In the fast and furious world of trading, having the latest software is key to gaining a business advantage. The technology underpinning IHS Markit’s XVA solution allows trade level valuations generated in the batch Monte Carlo simulation to be stored in a distributed file system and re-used when calculating pre-deal XVA. This makes it unnecessary for firms to re-run valuations for existing trades. Another advantage of the solution is the ability to allocate XVAs back to individual trades through Euler allocation.

IHS Markit’s investment in new technologies such as open-source big data and cloud computing means clients can tackle the computational challenge of calculating all XVAs in one system. In addition, using agile development practices with fortnightly sprints enables continuous integration and frequent releases to production.

In 2019, the bank installed the IHS Markit XVA system to gain access to a complete view of the valuation adjustments supporting pre-deal and what-if analysis so traders can accurately price trades and explore the impact on price from changing deal terms or selecting different dealers/ central counterparty (CCPs) to place hedge trades.

Before using IHS Markit’s XVA solution, the bank had a lengthy procurement cycle for physical hardware on premise. Now, they can leverage cloud providers such as AWS or Azure to secure computing resource instantaneously. This has revolutionized their ability to deliver technology solutions to their business users.

Clients can tackle the computational challenge of calculating all XVAs in one system.


Using IHS Markit’s XVA solution, means the bank no longer needs to re-run time consuming valuations for a counterparties’ existing trades. Only new trades need to be valued on the simulated paths and a complete set of XVAs can be returned to the user in under a minute giving unparalleled insight into the costs of trading. For other types of what-if request such as novating trades or changing the terms of collateral agreements, the calculation can be handled by simply re-aggregating the stored data, providing fast and compute-efficient results.

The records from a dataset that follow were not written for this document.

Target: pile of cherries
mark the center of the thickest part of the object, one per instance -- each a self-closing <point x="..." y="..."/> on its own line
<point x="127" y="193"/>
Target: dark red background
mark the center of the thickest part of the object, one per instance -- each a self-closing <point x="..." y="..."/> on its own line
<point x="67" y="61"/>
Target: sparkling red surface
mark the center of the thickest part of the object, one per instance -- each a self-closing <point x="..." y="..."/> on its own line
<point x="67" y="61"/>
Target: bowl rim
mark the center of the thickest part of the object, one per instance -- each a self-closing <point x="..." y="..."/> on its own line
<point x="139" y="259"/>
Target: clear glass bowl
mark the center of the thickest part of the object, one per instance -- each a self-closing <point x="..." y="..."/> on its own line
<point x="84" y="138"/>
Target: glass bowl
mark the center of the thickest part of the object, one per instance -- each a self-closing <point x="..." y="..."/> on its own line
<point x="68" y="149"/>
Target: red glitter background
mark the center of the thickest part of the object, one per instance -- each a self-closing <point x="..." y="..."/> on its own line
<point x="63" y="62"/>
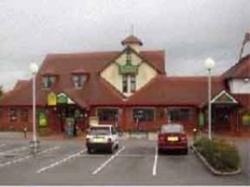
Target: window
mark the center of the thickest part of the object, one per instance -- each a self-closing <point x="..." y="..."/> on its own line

Being able to calculate the impact of a new trade on counterparty and enterprise-level valuation adjustments is an enormous benefit to a bank and means that the bank has an accurate view of a trade’s contribution to balance sheet costs before committing to a trade. Over time, this will mean it can accumulate positions that show good return on investment allowing them to outperform their peers.

With IHS Markit’s XVA solution, the bank now has a complete picture of their valuation adjustments, including the forthcoming SA-CVA risk capital. This has given them a competitive advantage in the market.